The top ten financial products not on your Christmas list this year...
It’s Christmas time. There’s no need to be afraid of financial products, at least that’s what Which! would have you believe. Still, all I want for Christmas is (a) useful list of financial things that I don’t need- leaving you free to be rocking around the Christmas tree with your new iPod* and your mistletoe and wine.
Helpfully, Which! have come up with a top ten list of things you really don’t need to spend your money on- which leaves you more money for presents and your Christmas wrapping. After all, it is beginning to look a lot like Christmas now, what with all the panic buying, traffic, and jammed supermarkets. And it’s Christmas Eve this time next week.
The top ten shapes up like this:
1. Extended warranties – many electrical products are already covered by a manufacturer’s warranty, the Sale of Goods Act, or home insurance. A previous Which? investigation found that staff made exaggerated claims about what was covered. Which is putting it politely.
2. Charity credit cards – not the most efficient way to donate to a cause, you would need to spend £129,600 on a typical charity credit card in just a year in order to donate the average given by UK donors (£27 a month). You’d be able to give more by taking out the best cashback credit card and donating the cashback. The same goes for Pampers nappies. Instead of letting international massive conglomerate Proctor and Gamble give a fraction of a penny per pack to Unicef, just buy one pack of supermarket nappies and give Unicef £4. If you like.

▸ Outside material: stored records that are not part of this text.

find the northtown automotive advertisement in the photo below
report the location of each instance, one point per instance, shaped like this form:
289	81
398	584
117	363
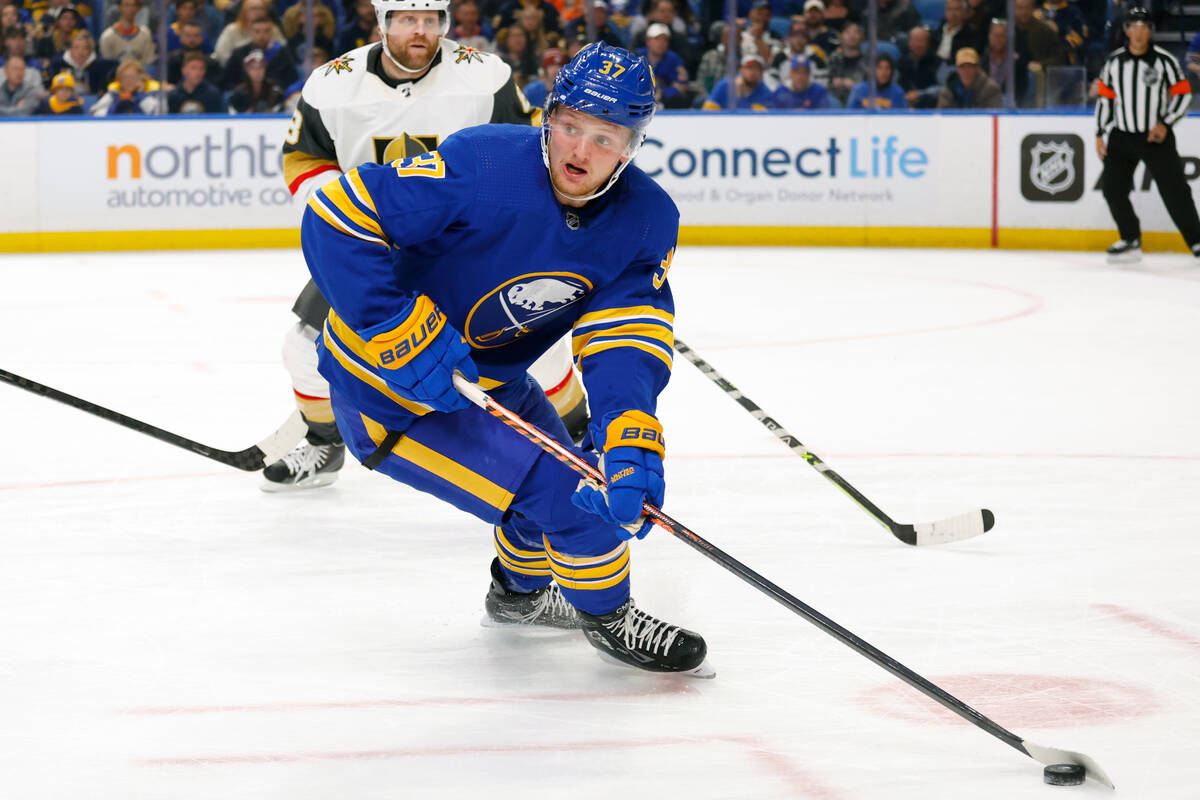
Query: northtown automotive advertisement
748	175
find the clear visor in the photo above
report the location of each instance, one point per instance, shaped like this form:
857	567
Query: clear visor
611	138
429	23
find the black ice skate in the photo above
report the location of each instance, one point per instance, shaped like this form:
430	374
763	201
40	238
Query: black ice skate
312	464
545	607
1125	252
633	637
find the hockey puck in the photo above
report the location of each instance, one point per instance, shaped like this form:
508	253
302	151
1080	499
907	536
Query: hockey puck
1063	774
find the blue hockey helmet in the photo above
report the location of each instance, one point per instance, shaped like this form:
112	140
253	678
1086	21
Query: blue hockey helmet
611	84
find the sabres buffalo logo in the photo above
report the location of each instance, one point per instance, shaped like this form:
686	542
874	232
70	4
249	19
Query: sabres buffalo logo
521	305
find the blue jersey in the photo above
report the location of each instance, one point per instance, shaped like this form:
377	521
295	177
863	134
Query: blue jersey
477	227
815	96
759	100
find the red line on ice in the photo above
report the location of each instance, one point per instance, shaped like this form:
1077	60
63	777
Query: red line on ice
1151	624
803	782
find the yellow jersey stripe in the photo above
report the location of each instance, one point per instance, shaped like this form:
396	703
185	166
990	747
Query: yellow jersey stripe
594	585
594	572
336	196
521	567
600	347
360	191
586	560
336	222
514	549
580	340
370	378
444	467
618	314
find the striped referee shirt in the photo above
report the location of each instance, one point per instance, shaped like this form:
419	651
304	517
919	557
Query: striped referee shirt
1139	91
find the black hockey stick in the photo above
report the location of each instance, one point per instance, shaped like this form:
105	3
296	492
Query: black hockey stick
1045	755
952	529
251	459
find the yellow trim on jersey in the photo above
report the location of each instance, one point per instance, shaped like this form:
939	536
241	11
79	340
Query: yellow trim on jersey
442	465
581	341
609	344
532	561
613	314
335	193
574	579
516	551
585	561
71	241
521	567
360	191
371	378
587	573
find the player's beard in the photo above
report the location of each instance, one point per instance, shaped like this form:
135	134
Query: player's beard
591	184
418	58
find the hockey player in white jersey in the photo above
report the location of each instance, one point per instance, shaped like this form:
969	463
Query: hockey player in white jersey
390	100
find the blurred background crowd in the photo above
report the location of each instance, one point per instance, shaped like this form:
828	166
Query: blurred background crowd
240	56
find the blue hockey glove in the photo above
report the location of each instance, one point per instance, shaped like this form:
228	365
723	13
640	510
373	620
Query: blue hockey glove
418	356
633	467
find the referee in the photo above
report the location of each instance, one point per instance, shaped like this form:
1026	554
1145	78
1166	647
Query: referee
1144	92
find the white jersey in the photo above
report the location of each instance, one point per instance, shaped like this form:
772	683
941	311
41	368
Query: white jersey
351	112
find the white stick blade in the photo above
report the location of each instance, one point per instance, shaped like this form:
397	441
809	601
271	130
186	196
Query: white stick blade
952	529
281	443
1053	756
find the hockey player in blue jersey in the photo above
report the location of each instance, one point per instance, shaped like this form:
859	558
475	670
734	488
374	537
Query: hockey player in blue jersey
477	258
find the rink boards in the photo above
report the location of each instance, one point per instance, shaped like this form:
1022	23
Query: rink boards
942	180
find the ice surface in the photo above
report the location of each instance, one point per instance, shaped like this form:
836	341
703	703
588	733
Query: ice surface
169	631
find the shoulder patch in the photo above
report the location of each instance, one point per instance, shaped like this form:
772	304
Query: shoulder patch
341	64
468	54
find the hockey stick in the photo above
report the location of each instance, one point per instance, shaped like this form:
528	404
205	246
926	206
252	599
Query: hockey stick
251	459
1037	752
952	529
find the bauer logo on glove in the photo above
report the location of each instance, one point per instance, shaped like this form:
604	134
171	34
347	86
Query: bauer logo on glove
420	326
633	468
417	353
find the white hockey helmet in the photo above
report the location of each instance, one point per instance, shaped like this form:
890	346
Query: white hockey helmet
383	7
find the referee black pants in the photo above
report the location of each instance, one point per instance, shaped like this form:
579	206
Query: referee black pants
1165	167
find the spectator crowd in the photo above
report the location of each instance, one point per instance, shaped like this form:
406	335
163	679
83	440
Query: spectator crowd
245	56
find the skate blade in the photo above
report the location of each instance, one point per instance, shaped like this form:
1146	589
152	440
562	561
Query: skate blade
533	630
703	671
315	482
1126	258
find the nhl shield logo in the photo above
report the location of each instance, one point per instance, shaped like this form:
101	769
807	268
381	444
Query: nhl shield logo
522	305
1053	167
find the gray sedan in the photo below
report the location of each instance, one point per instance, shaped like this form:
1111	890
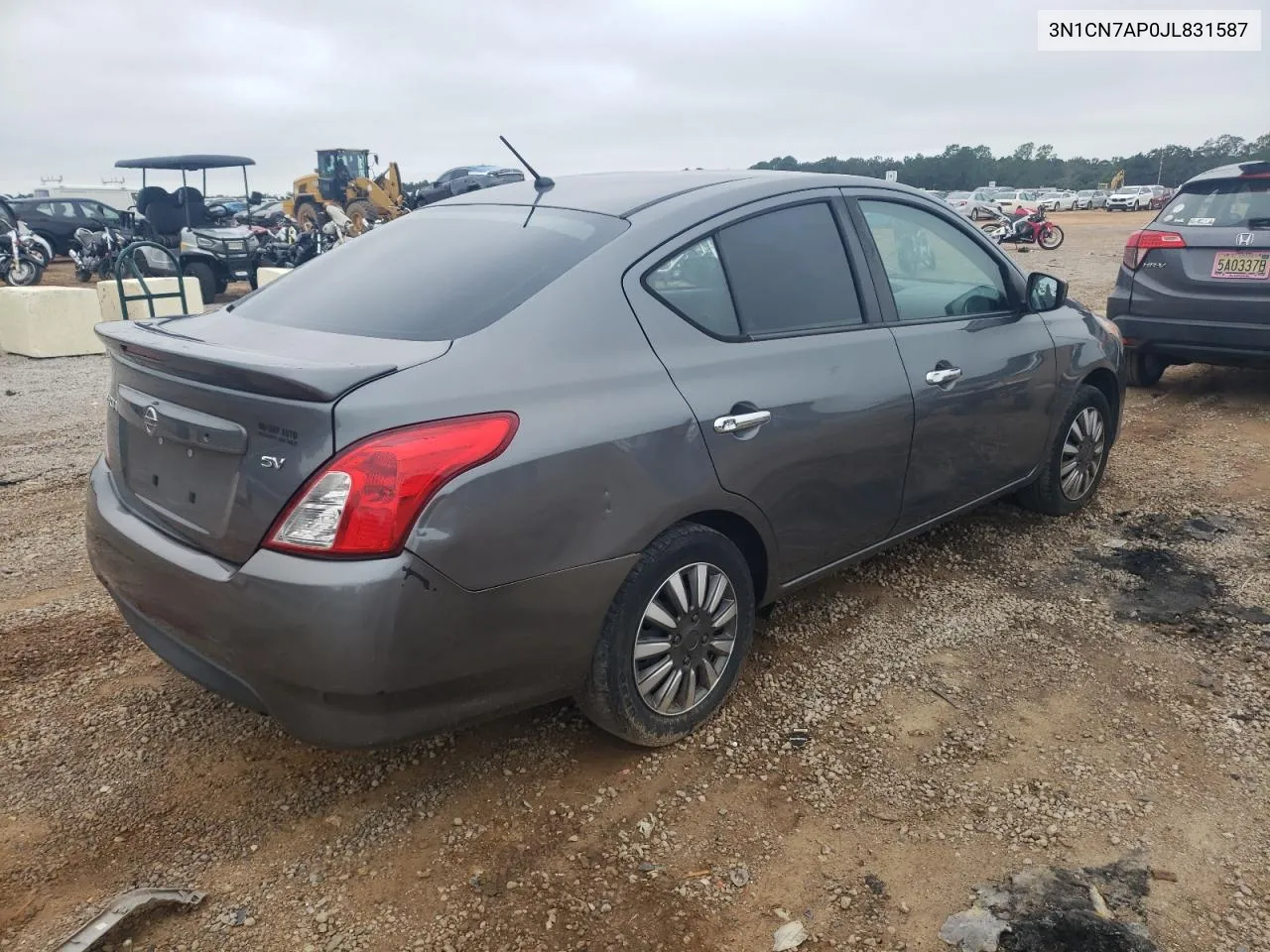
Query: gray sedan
570	439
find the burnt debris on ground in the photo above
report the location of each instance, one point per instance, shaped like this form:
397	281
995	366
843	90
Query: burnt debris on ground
1051	909
1169	587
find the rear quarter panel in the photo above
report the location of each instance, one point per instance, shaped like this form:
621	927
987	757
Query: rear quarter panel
607	453
1080	347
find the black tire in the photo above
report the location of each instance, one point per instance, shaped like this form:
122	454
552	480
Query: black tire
1055	240
1144	368
610	696
23	272
206	278
1046	495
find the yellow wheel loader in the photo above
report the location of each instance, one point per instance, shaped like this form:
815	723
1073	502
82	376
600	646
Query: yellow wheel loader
343	178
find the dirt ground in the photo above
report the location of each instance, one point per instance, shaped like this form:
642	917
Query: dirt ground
62	273
1005	692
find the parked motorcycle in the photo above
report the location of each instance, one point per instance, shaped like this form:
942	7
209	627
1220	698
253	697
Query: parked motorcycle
1028	226
17	267
98	252
287	246
35	245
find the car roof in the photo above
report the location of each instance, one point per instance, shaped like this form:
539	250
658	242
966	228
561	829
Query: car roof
186	163
622	194
1230	172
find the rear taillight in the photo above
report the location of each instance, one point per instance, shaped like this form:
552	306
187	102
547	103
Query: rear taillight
363	502
1142	241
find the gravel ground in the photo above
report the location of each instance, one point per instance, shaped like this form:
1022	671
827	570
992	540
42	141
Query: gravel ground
1007	690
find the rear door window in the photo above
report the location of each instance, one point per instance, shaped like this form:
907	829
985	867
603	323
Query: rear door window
1223	203
435	275
789	272
775	275
934	268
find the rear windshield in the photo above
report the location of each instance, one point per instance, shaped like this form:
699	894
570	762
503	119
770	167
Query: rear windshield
436	275
1223	203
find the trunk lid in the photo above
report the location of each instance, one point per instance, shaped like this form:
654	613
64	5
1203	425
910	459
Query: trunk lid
213	420
1223	272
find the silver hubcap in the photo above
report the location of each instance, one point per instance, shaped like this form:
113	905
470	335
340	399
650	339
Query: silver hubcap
1082	453
685	639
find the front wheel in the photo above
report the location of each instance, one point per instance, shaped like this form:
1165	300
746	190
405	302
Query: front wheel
363	216
23	272
1051	238
675	638
40	253
1078	457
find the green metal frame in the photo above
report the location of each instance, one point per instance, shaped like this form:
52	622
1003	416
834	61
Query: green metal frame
127	257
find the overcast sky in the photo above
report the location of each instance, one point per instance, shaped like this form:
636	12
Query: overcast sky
581	85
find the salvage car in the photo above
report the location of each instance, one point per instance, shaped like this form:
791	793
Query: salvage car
1089	198
56	220
463	179
1194	285
976	204
1130	198
570	438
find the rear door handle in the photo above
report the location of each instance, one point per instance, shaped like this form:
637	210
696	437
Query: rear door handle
742	421
945	375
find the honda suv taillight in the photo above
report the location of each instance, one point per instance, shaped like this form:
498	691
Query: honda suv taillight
365	500
1142	241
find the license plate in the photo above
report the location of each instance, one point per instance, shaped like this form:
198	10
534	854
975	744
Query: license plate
1241	264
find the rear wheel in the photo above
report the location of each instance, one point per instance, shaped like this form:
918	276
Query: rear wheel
1078	457
674	640
1144	370
206	278
1049	238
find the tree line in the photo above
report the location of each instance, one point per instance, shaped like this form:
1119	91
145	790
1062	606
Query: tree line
970	167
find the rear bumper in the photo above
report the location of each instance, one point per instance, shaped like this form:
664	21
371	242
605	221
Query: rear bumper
1189	340
348	654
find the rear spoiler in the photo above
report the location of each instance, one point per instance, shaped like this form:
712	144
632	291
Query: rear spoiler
273	372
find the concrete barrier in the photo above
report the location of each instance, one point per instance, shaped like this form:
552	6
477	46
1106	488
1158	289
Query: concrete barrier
108	298
50	321
263	276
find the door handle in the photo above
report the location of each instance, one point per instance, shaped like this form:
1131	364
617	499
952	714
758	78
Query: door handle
742	421
945	375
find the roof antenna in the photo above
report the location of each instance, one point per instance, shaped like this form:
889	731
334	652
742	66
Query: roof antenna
540	181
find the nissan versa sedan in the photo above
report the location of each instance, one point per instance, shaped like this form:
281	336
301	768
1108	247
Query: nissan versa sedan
568	438
1194	286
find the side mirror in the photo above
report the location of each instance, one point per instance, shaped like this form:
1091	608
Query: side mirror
1046	293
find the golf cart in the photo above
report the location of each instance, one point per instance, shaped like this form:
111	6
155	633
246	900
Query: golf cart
213	249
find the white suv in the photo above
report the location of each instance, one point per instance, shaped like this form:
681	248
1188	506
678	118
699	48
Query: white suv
1130	198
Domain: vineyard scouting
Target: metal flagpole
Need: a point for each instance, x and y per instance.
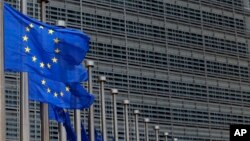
(136, 112)
(77, 123)
(62, 131)
(126, 102)
(43, 106)
(157, 128)
(24, 97)
(166, 136)
(90, 64)
(114, 92)
(102, 79)
(146, 120)
(2, 80)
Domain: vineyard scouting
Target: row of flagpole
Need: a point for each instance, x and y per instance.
(2, 80)
(24, 116)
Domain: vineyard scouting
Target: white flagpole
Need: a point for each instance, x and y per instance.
(62, 131)
(24, 97)
(166, 136)
(157, 128)
(2, 80)
(114, 92)
(102, 79)
(136, 113)
(90, 64)
(44, 106)
(146, 121)
(126, 102)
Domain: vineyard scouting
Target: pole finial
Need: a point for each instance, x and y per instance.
(114, 91)
(89, 63)
(102, 78)
(157, 127)
(60, 23)
(136, 111)
(125, 102)
(146, 120)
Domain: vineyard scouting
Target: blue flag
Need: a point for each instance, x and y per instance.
(71, 135)
(84, 134)
(58, 114)
(98, 136)
(32, 46)
(64, 95)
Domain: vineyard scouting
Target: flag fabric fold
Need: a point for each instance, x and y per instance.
(32, 46)
(59, 115)
(64, 95)
(84, 134)
(71, 135)
(98, 136)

3. Gift cards or vouchers – if the company goes bust there’s no guarantee consumers will still be able to use them, so cash or cheque maybe a safer bet. And can more easily be spent on wine/women/song (delete as appropriate)
4. Healthcare cash plans –someone with fairly low level health needs could end up paying more in premiums than you get in benefits and in our scenario would be on average £1,023 down over five years. Which! think it may be better to self-insure after checking figures with the top 5 providers (Simplyhealth, Westfield, BHSF, Healthshield, HSF Health Plan)
5. ID fraud-protection policies – the benefits are often not worth paying for as consumers are covered by their banks for losses due to fraud. People can also check for any unusual activity on their £2 statutory credit report. This is a product that has been mis-sold in the past.
6. Expensive tracker funds – some funds charge three times more than the cheapest to manage investors’ money which can have a big impact on returns. Consumers should switch providers if they’re paying over the odds. Which don’t specifiy what the odds are. But presumably they are worse than evens.
7. Structured deposit schemes – these are sometimes sold without proper advice and charges are not made clear. Some schemes don’t achieve the returns that they advertise and aren’t likely to. Which! want the Financial Conduct Authority to ban misleading adverts and to stop banks getting commission for recommending them. We’re not even sure what they are, but just don’t buy them anyway.
8. Over-50s insurance plans – plans often pay out less than you could save over the same period. A 60-year old non-smoker, paying premiums of £15 a month, would qualify for an average pay out of £3,334 after 30 years, but it would only take around 15 years to beat this by investing in a cash ISA with 3% interest on average.
9. Paid-for debt management – debt charities such as StepChange offer good-quality and impartial advice for free, so there’s no need to pay for this.
10. Card protection – people are already protected against being a victim of fraud, and the extra benefits such as key cover can often be found more cheaply elsewhere. Another product that was mis-sold. Surprising.
From inside a red suit and white beard, Father Whichmas Richard Lloyd chuckled: “There are still far too many financial products on the market that are risky or offer poor value for money and some that are being mis-sold to consumers. We want the financial regulator to take tough action and crackdown where it finds evidence of poor practice.”
“Ho, ho ho, ” he finished.
* other music playing devices are available.